Day 224 I'm Offended


In all the excitement of the Easter celebration we might be tempted to think that we are being given in some kind of new power that is different from the power displayed by Jesus on the cross. Let's be honest, we want a power that enables us to impose our will (lovingly of course), especially on the perpetrators of violence and injustice. 

And yet the risen Christ comes to us clothed in a different kind of power - the power by which he lived and died - the power of weakness (1 Cor. 1:25). The weakness of God is the gift being given in the resurrection. It is the hope of humanity to transform the world, but this gift has not been readily welcomed throughout history. And we should not be too surprised about this, after all, the weakness of God just seems so... well, weak.  

In A Gentler God, Dan Frank says, "In the most brutal episodes of human history, God has been present - not in power, the kind that we understand or reach for, but as the humble whisper of love into the hearts of both the butchers and the butchered. God does not force us to listen to this "still small voice" of love, this tender touch of love, much less to answer the call of love in our daily action. When we ignore the call of love, God does nothing at all about it - except, of course, continue to whisper, continue to call, continue to touch, continue to be present in the silence....

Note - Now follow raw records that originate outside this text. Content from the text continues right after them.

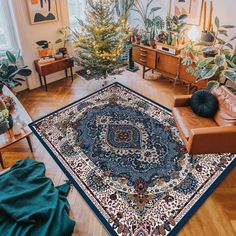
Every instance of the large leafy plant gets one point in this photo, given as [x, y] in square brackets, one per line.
[176, 25]
[147, 16]
[9, 71]
[123, 8]
[218, 67]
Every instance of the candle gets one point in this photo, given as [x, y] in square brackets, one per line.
[210, 16]
[204, 19]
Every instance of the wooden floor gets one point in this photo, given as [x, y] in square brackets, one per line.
[217, 216]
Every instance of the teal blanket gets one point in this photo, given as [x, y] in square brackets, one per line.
[31, 205]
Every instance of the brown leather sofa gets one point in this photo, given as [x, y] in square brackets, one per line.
[208, 135]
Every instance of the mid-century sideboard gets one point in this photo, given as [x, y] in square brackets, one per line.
[167, 64]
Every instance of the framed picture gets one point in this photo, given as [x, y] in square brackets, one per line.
[193, 8]
[42, 11]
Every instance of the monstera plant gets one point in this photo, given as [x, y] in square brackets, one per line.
[11, 74]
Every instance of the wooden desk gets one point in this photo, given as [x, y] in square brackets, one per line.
[53, 67]
[9, 138]
[167, 64]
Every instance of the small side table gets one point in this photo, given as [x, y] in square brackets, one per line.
[9, 138]
[52, 67]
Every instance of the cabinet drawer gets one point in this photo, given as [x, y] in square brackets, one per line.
[144, 57]
[168, 64]
[189, 78]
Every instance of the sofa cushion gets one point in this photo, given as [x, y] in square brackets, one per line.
[226, 114]
[186, 120]
[204, 103]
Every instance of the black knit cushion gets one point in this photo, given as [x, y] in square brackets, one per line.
[204, 104]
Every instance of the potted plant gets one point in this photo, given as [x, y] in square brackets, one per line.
[217, 68]
[9, 71]
[175, 26]
[123, 8]
[4, 124]
[66, 37]
[146, 13]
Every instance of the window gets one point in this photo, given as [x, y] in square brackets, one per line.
[8, 39]
[77, 9]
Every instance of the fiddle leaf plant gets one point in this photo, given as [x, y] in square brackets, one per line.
[9, 71]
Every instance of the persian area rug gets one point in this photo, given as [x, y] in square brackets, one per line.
[124, 155]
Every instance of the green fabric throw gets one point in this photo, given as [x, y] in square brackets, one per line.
[31, 205]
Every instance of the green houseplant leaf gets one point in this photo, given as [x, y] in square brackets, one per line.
[11, 57]
[205, 61]
[208, 72]
[220, 60]
[230, 74]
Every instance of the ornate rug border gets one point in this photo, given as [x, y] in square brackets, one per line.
[100, 217]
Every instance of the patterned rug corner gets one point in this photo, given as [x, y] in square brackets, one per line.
[125, 156]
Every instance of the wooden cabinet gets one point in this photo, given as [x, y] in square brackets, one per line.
[145, 57]
[167, 64]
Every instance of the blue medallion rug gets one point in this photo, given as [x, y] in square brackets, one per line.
[124, 155]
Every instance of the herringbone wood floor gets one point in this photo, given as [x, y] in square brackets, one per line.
[216, 217]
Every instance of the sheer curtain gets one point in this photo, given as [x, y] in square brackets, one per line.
[8, 38]
[77, 9]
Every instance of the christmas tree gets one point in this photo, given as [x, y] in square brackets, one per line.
[102, 40]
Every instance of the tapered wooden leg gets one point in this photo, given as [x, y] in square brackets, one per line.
[188, 88]
[1, 160]
[45, 83]
[66, 73]
[29, 143]
[40, 78]
[71, 72]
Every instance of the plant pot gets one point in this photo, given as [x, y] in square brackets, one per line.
[152, 43]
[210, 52]
[4, 127]
[63, 50]
[10, 121]
[144, 42]
[137, 39]
[208, 37]
[1, 87]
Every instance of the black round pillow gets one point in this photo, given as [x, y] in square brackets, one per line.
[204, 104]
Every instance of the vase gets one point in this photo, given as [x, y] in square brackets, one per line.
[4, 127]
[208, 37]
[152, 43]
[10, 121]
[169, 39]
[63, 51]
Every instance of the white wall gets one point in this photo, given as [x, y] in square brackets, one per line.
[29, 34]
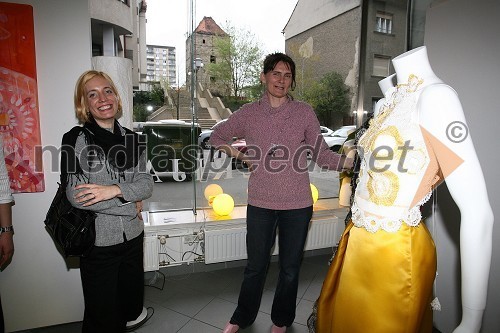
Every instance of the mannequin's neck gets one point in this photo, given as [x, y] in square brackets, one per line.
[415, 62]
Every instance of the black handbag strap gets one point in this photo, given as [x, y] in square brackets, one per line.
[69, 162]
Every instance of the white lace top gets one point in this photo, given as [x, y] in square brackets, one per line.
[391, 184]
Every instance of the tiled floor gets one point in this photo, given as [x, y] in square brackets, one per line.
[201, 298]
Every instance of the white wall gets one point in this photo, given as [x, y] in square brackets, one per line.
[38, 288]
[462, 38]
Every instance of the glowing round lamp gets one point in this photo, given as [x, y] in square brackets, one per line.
[315, 193]
[223, 204]
[212, 190]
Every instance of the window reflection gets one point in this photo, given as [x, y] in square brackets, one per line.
[357, 40]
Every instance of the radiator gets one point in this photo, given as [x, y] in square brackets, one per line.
[151, 253]
[227, 244]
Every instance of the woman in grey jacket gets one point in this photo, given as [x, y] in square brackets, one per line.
[105, 165]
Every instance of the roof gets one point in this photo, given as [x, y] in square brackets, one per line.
[208, 26]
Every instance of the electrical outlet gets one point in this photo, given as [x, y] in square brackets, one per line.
[191, 239]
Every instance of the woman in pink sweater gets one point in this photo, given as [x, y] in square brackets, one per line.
[279, 133]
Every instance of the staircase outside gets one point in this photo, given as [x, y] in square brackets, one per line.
[180, 108]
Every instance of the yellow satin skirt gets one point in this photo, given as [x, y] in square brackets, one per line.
[379, 283]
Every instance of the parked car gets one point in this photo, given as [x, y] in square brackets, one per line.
[338, 137]
[205, 136]
[325, 131]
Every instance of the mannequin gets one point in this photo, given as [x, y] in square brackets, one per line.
[385, 85]
[439, 106]
[382, 274]
[345, 186]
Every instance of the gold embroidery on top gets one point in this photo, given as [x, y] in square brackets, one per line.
[376, 123]
[383, 187]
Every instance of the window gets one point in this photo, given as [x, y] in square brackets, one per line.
[380, 65]
[383, 23]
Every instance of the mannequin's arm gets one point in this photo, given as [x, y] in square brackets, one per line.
[441, 115]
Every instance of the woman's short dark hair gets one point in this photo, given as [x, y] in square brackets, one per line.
[272, 60]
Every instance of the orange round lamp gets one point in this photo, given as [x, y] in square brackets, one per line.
[212, 190]
[223, 204]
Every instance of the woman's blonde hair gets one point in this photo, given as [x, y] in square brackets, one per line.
[81, 107]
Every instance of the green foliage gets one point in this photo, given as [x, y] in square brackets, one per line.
[238, 63]
[143, 99]
[234, 103]
[329, 97]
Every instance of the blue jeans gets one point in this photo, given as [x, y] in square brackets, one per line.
[293, 226]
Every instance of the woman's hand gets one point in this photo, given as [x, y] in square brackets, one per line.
[89, 194]
[138, 207]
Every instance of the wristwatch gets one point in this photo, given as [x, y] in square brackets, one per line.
[10, 228]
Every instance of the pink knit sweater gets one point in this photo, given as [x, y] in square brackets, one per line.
[279, 180]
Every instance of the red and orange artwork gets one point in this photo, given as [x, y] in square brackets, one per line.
[19, 115]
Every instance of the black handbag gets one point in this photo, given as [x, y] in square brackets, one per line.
[72, 229]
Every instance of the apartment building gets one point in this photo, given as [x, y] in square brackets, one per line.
[118, 33]
[354, 38]
[161, 64]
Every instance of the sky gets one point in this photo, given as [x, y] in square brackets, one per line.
[168, 22]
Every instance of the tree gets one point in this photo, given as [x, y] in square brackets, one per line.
[238, 62]
[329, 97]
[143, 99]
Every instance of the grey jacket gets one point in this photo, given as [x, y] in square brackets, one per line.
[114, 218]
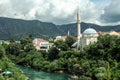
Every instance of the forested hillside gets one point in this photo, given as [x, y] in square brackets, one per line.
[17, 28]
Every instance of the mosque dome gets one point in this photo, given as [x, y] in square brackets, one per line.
[90, 31]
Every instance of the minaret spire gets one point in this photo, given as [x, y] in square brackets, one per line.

"There is a kind of power in God's whispers. But it is the power of powerlessness. It changes things but invisibly, unpredictably, unaccountably and from our point of view, unreliably. It is not the kind of power we imagine, or wish, God to have."

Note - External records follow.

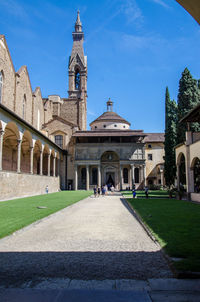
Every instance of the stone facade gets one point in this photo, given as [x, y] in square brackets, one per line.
[46, 140]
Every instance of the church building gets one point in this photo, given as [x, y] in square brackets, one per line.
[45, 141]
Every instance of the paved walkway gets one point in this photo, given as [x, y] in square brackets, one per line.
[153, 290]
[96, 238]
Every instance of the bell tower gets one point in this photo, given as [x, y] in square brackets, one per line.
[77, 72]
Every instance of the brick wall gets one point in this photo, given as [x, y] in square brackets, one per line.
[6, 67]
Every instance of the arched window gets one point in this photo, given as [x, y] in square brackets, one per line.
[59, 140]
[136, 175]
[24, 108]
[125, 175]
[197, 176]
[77, 80]
[83, 176]
[94, 176]
[1, 86]
[182, 170]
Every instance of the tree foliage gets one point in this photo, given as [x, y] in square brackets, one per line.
[170, 139]
[188, 98]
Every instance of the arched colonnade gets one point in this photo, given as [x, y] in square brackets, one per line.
[23, 152]
[183, 177]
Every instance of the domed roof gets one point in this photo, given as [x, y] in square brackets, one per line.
[110, 116]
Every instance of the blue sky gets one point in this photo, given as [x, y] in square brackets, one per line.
[135, 48]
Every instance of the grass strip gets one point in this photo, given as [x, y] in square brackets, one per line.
[18, 213]
[175, 224]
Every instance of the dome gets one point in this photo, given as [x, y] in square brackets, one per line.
[110, 120]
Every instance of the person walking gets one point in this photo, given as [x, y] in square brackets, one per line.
[47, 189]
[95, 191]
[99, 191]
[146, 190]
[134, 193]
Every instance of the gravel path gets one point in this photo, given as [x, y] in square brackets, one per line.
[96, 238]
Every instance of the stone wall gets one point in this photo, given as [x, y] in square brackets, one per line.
[38, 110]
[69, 110]
[21, 185]
[157, 151]
[23, 92]
[195, 197]
[7, 69]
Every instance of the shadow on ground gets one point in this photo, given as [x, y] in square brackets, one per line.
[20, 267]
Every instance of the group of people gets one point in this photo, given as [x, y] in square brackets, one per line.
[103, 190]
[146, 191]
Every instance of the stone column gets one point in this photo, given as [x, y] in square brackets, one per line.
[41, 162]
[144, 173]
[87, 178]
[19, 144]
[75, 177]
[49, 164]
[1, 148]
[178, 176]
[58, 167]
[54, 166]
[130, 180]
[191, 180]
[162, 177]
[121, 177]
[133, 174]
[31, 160]
[99, 176]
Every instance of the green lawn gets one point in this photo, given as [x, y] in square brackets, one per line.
[152, 193]
[176, 225]
[18, 213]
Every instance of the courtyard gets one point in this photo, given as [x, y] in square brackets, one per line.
[96, 238]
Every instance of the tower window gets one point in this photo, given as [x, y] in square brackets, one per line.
[1, 86]
[59, 140]
[24, 108]
[125, 175]
[77, 80]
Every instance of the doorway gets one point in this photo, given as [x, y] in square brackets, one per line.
[110, 176]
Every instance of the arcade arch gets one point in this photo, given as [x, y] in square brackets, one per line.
[10, 149]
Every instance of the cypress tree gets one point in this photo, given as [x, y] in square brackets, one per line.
[188, 98]
[170, 139]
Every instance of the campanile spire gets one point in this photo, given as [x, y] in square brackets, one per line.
[78, 24]
[77, 71]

When we pray in the name of Jesus we pray to a God unlike anything or anyone we can imagine. We are praying to one whose power is perfected in weakness (2 Cor. 12:9). We are praying to a God who calls forth life and creation more like a vulnerable lover awakening the love of the beloved than a divine power-plant zapping things into existence. 

Maybe God is simply incapable of "making" things happen.... Maybe the omnipotent God of popular imagination is a fantasy that says more about us than God. What if God simply does not choose the kind of power we so desperately want to give him? Isn't this what the life, death, and resurrection of Jesus reveals? The weakness of God offends us, but when we are perfected in that weakness we come to know the power by which all of life happens. We come to know God.  

And so, Genesis reminds us that God hovers over the waters of chaos seducing light to shine forth and it does. God kisses the dust of humanity and we respond by becoming human beings. Each step of the way God pronounces both the wooing as well as that which is being wooed  "good... good... good... good... good... very good." And then God rests in that goodness, inviting us to do the same. 

As crazy as it sounds, God has always been coming among us in weakness, which is why it so hard to see God. This is the mystery hidden since the foundation of the world (Matt. 13:35) that Jesus reveals. Jesus comes to us in weakness and asks us to hear and heed the whisper of life - acting on it, building a more just and humane world, and trusting the whisper to transform.